De zeer kleine mondopening laat slechts de lange wormachtige tong door. Ook ogen en oren zijn klein, en de omvang van schedelkapsel en hersenvolume wijst zeker niet op grote geestelijke begaafdheid. De tamandoea of kleine-miereneter is zowel een goede klimmer met grijpstaart als een goede loper, terwijl de tot 45 kg zwaar wordende grote miereneter geheel aan de grond gebonden is. De achterpoten zijn niet speciaal vervormd, de handen echter wel. Deze worden bij het lopen met de buitenste rand neergezet, waar flinke eeltplekken aanwezig zijn. De handpalmen zijn naar binnen gericht en de klauwen staan daardoor ook naar binnen en naar achteren gericht.
Met deze klauwen slaan ze termietenheuvels in stukken. Het na een draagtijd van 190 dagen geboren jong heeft aanvankelijk een veel kortere kop dan de moeder, en lijkt dan meer op de tamandoea. Het jong rijdt achter op de rug van de moeder mee, en zij sleept het op deze wijze lang met zich rond. Bij gevaar kunnen ze goed uit de voeten komen.Heek schildert de gordeldieren aldus: „Gordeldieren zijn overlevenden van een eertijds grote familie. In vergelijking met vele verwanten uit de prehistorie moeten we ze dwergen noemen, omdat ze thans zelden groter dan 150 cm worden, zonder staart niet meer dan 1 meter. Alle gordeldieren zijn plompe schepselen met lange toegespitste kop, grote varkensoren, forse staart en korte poten, waaraan krachtige graafklauwen zitten.

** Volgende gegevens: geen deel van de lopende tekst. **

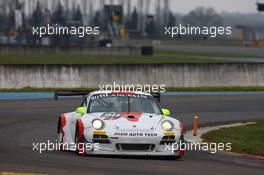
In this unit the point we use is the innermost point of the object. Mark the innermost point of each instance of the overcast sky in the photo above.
(245, 6)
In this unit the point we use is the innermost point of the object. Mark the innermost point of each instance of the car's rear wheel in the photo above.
(79, 142)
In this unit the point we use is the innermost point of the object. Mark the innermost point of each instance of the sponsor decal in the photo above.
(130, 116)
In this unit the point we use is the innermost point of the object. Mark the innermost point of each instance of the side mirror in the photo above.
(81, 110)
(166, 112)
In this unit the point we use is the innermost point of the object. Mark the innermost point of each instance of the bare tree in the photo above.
(128, 9)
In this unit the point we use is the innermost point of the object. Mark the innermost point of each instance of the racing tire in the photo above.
(180, 156)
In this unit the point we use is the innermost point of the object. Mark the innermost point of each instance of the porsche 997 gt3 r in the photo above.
(121, 123)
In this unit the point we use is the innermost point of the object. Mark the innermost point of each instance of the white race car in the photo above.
(120, 123)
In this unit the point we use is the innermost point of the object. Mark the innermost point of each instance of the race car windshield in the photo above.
(124, 104)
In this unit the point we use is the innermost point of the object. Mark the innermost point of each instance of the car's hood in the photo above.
(128, 120)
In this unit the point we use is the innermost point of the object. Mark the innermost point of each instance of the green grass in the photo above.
(205, 54)
(245, 139)
(178, 89)
(101, 59)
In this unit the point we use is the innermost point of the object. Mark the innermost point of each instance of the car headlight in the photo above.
(167, 125)
(98, 124)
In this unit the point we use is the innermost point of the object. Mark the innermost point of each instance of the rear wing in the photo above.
(69, 93)
(156, 96)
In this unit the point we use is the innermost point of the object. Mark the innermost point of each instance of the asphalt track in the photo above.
(25, 121)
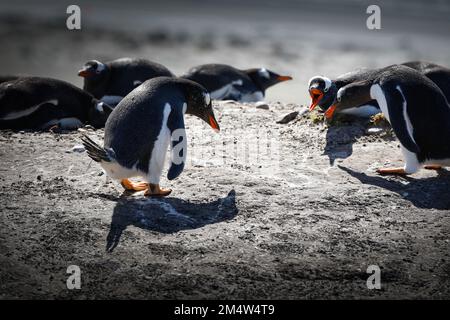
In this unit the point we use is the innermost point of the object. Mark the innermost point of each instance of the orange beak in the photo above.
(213, 123)
(83, 73)
(284, 78)
(316, 96)
(330, 111)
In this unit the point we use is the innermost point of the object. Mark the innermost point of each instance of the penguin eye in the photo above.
(207, 99)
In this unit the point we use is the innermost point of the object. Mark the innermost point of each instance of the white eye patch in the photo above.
(264, 73)
(207, 99)
(99, 107)
(340, 93)
(327, 81)
(100, 66)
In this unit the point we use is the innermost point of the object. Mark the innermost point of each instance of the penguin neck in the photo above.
(361, 94)
(98, 87)
(256, 79)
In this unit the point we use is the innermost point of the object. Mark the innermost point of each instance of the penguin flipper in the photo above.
(175, 123)
(399, 119)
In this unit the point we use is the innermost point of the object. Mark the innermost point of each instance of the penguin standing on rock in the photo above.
(44, 103)
(139, 130)
(111, 81)
(225, 82)
(323, 90)
(417, 110)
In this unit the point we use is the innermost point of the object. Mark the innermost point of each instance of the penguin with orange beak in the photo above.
(139, 130)
(323, 91)
(225, 82)
(417, 110)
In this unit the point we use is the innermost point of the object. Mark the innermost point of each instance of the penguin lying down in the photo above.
(141, 127)
(225, 82)
(113, 80)
(417, 110)
(43, 103)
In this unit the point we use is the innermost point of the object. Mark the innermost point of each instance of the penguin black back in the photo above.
(119, 77)
(36, 103)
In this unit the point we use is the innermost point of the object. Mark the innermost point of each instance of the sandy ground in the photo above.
(301, 216)
(287, 226)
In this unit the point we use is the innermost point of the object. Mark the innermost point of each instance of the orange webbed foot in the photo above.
(134, 186)
(393, 171)
(433, 167)
(155, 191)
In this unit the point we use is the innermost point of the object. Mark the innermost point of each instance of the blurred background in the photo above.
(300, 38)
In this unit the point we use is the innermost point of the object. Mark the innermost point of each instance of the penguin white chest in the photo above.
(161, 144)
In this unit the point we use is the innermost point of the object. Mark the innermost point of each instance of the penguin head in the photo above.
(264, 78)
(322, 91)
(350, 96)
(99, 113)
(94, 70)
(199, 103)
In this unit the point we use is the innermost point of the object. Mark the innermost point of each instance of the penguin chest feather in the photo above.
(158, 154)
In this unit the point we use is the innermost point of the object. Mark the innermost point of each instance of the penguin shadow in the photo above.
(340, 140)
(167, 215)
(424, 193)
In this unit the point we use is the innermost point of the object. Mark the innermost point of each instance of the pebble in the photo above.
(288, 117)
(374, 130)
(262, 105)
(77, 148)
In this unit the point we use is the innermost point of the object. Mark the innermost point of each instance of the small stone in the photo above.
(262, 105)
(374, 130)
(77, 148)
(288, 117)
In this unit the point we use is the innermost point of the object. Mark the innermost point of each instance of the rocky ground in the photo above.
(303, 215)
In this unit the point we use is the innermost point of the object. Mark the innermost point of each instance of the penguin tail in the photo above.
(94, 151)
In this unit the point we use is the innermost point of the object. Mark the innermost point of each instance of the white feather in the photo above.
(159, 151)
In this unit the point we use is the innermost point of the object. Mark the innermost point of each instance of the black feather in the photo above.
(94, 151)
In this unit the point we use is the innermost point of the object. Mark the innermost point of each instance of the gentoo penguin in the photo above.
(323, 90)
(7, 78)
(225, 82)
(111, 81)
(417, 110)
(43, 103)
(140, 128)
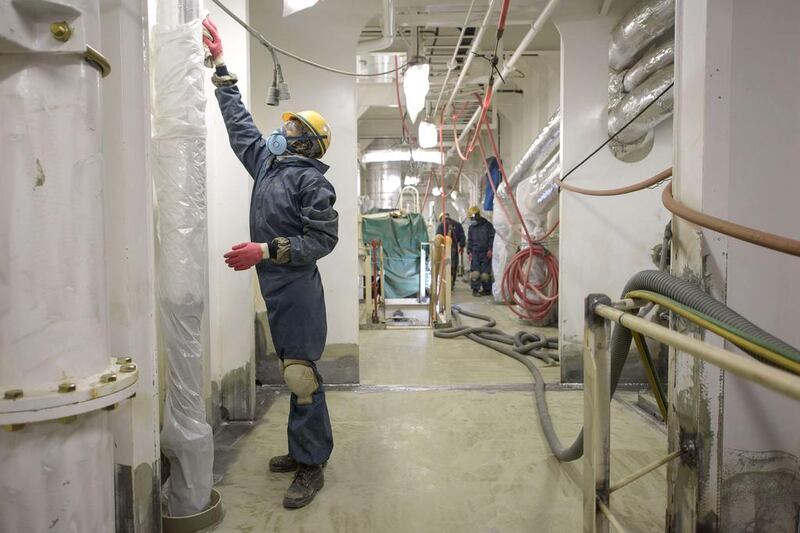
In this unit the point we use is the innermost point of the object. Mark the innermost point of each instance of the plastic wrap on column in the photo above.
(657, 57)
(179, 161)
(544, 190)
(639, 28)
(542, 147)
(506, 243)
(637, 100)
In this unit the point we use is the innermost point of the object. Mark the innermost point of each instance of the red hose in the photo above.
(529, 301)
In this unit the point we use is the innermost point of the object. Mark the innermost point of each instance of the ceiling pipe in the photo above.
(476, 43)
(388, 29)
(508, 66)
(451, 65)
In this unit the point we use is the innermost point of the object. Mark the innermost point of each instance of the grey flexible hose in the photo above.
(691, 296)
(524, 345)
(652, 280)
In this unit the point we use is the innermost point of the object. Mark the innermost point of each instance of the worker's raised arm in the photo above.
(246, 140)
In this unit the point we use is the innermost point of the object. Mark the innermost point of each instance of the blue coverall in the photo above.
(292, 199)
(456, 233)
(481, 239)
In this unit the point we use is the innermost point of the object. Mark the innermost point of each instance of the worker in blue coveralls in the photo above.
(479, 247)
(456, 233)
(292, 225)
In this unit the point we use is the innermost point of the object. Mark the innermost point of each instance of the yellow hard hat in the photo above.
(317, 124)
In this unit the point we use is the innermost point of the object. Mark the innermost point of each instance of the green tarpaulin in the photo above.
(401, 238)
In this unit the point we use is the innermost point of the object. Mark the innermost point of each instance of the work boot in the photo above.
(282, 463)
(308, 480)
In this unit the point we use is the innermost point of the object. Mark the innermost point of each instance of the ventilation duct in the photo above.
(656, 58)
(537, 153)
(637, 100)
(639, 28)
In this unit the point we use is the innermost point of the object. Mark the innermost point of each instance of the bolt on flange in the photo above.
(61, 31)
(67, 387)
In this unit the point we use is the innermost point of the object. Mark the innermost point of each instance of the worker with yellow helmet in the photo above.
(292, 225)
(480, 239)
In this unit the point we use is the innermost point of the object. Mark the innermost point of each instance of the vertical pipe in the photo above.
(596, 416)
(53, 315)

Ten gerieve van deze klauwen zijn de nagelkootjes van de derde en vierde teen enorm vergroot, ten nadele van de overige voetbeentjes, de botten uit de middenhand zijn vergroot en verbreed“. Carus Sterne schrijft over de gordeldieren en de hele orde Xenarthra: „In alle richtingen heeft deze hele orde iets dat de overige zoogdieren vreemd is en doen ze zich voor als een vergrijsde, niet meer in deze tijd passende, door uitsterven van vele verwanten sterk geïsoleerde en als zodanig bijzonder heterogene groep, die nog slechts wacht op zijn uitsterven“. Hun aan schildpadden herinnerend uiterlijk danken de gordeldieren aan hun uit verbeningen van de lederhuid gevormd huidpantser, waaroverheen de opperhuid een hoornachtige afdekking vormt. De afzonderlijke gordels van het pantser zijn ten opzichte van elkaar goed beweegbaar. Ze liggen los, en enigszins dakpansgewijs over elkaar. Enkele soorten kunnen zich helemaal oprollen, hetgeen in het bijzonder geldt voor het kogelgordeldier, dat op de stijl geplaatste punten van zijn krachtige tenen loopt.
De tatoe of negenband-gordeldier is vooral bekend om zijn vele (tot 12) jongen, die in een worp altijd van hetzelfde geslacht zijn. Het pantser van de gordelmol is iets anders gebouwd. Bij dit dier is het rugpantser niet meer dan een huid-duplicatie, die als een zadel op het dier ligt.